- The Washington Times - Wednesday, February 1, 2012

President Obama’s ambiguous call to “open” 75 percent of the country’s potential offshore oil and natural gas resources to exploration may sound generous, but the truth is, the areas containing those resources are technically already included in the upcoming 2012 to 2017 offshore leasing plan, and they are virtually the same areas where exploration and production have been allowed for decades.

Look beyond the president’s rhetoric to his record and it becomes clear that jobs and energy security are not high priorities for this administration. The shortsighted decision to deny the Keystone XL pipeline and the unnecessarily long moratorium on drilling in the deep waters of the Gulf of Mexico are but two examples.

Political uprisings and social unrest over the past year have highlighted the instability of oil-producing regions in the Middle East and North Africa, and the situation shows no signs of improvement. Just a few weeks ago, Iran threatened to shut the Strait of Hormuz, a critical transport route for 40 percent of the world’s oil. A robust domestic oil and natural gas industry can shield the U.S. market from such events and protect the American consumer. Unfortunately, our current policies have failed.

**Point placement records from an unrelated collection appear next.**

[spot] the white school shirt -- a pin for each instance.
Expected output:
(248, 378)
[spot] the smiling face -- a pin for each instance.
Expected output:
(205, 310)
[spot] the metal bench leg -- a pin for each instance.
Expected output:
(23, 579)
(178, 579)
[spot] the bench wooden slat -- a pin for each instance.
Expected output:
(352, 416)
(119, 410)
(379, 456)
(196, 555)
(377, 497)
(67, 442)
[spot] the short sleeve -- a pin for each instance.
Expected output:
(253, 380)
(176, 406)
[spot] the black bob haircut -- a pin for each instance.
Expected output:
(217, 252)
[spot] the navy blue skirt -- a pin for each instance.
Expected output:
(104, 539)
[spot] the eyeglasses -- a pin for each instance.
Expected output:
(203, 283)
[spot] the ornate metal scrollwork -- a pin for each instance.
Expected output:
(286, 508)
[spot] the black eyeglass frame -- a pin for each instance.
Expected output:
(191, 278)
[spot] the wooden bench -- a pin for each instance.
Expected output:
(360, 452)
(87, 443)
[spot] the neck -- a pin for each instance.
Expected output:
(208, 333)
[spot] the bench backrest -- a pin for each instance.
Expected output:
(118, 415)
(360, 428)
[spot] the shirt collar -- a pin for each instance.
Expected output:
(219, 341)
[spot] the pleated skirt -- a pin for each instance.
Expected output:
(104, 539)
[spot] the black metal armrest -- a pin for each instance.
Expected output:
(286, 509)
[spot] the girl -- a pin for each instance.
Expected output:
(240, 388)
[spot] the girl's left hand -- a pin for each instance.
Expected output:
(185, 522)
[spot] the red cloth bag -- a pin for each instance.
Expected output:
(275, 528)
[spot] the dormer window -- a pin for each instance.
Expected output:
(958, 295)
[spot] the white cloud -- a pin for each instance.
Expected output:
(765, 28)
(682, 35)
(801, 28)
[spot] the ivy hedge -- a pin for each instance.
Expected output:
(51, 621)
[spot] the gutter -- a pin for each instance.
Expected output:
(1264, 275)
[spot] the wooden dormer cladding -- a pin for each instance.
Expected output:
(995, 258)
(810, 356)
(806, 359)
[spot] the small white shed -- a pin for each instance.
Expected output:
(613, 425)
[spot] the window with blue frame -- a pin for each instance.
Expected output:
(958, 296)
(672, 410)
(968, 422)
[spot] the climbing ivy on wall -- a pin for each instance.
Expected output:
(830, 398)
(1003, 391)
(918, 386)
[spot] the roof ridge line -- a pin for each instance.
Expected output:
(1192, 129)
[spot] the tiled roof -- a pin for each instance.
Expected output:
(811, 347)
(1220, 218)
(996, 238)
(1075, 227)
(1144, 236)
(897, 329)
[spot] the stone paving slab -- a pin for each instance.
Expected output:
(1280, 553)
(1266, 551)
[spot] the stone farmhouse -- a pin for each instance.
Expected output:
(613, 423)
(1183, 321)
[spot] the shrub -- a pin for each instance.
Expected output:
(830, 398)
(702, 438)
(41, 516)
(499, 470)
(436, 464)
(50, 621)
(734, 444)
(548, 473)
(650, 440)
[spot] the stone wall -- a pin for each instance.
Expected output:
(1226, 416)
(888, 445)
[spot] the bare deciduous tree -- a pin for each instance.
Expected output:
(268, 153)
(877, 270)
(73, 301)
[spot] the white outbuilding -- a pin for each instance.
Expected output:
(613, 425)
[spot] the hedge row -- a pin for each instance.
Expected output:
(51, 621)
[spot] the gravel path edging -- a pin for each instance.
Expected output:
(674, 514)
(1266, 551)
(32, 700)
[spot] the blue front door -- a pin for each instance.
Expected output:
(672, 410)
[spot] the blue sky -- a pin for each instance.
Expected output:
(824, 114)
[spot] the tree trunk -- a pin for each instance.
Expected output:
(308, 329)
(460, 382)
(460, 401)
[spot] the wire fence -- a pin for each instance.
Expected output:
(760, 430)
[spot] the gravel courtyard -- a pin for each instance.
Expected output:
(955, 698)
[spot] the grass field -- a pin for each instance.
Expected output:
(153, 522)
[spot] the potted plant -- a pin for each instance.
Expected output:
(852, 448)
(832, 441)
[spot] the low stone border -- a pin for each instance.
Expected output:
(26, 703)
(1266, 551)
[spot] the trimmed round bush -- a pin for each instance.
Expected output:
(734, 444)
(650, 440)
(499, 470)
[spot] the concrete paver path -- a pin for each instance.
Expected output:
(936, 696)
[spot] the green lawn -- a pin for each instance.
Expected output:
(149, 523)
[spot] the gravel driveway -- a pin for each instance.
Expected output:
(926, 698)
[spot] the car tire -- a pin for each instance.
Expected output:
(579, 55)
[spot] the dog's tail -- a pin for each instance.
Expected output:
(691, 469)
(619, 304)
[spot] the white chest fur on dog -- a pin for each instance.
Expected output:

Around the same time as the Iranian announcement, the American Petroleum Institute unveiled a Quest Offshore Resources study showing that the deep-water drilling moratorium and subsequent permit slowdown forced 11 deep-water rigs to leave the Gulf of Mexico since 2010, taking their jobs and investments to the shores of Brazil, Africa and elsewhere. Those moves translated to a loss of $21.4 billion for our economy and an estimated 72,000 jobs in 2010 and 90,000 jobs in 2011, according to the study. We must do better.

An earlier Quest study rolled out by the National Ocean Industries Association showed that if permitting rates surpassed pre-2010 levels, 190,000 offshore industry-supported jobs could be created nationwide within the next two years without a single dime of government stimulus. The positive benefits of returning the Gulf-permitting rates to higher, more consistent levels are clear. But the Gulf represents only a portion of our nation’s offshore resources. Alaska’s outer continental shelf holds immense potential, with almost 10 billion barrels of oil and 15 trillion cubic feet of natural gas lying untapped beneath the ocean floor. Approval of exploration permits would mean 55,000 new jobs and $145 billion in new wages. The federal government would also see a significant amount of new revenue - approximately $193 billion.

There are also considerable resources off the coast of Virginia, where residents and state leadership support exploration. Unfortunately, the Department of the Interior has yet to allow the industry to move forward there. In addition to denying Virginia’s desire for an offshore lease sale, the department’s 2012 to 2017 proposed oil and gas leasing program keeps the eastern Gulf and the Atlantic and Pacific coasts off-limits to exploration and delays development in Alaska. This sends job creation elsewhere, and closes the door on economic growth.

Despite the vital revenue generated, jobs created, wages paid and increased energy security, less than 3 percent of the federal outer continental shelf is leased, leaving more than 97 percent of these resource-rich areas devoid of any permits. I cannot think of a more glaring, missed opportunity. We simply cannot continually place our nation at the mercy of hostile nations while we ignore our own energy potential. Significant oil and natural gas resources lie off our coasts and across our northern border, waiting to enhance our energy security and help stabilize fuel prices. We need to go get them. The time has come for Congress and the president to put aside rhetoric and ideological debates, pass meaningful legislation that will open our offshore domestic resources for exploration and development, stop sending our hard-earned dollars to hostile and unfriendly nations, and invest in America’s future.

Randall Luthi is president of the National Ocean Industry Association.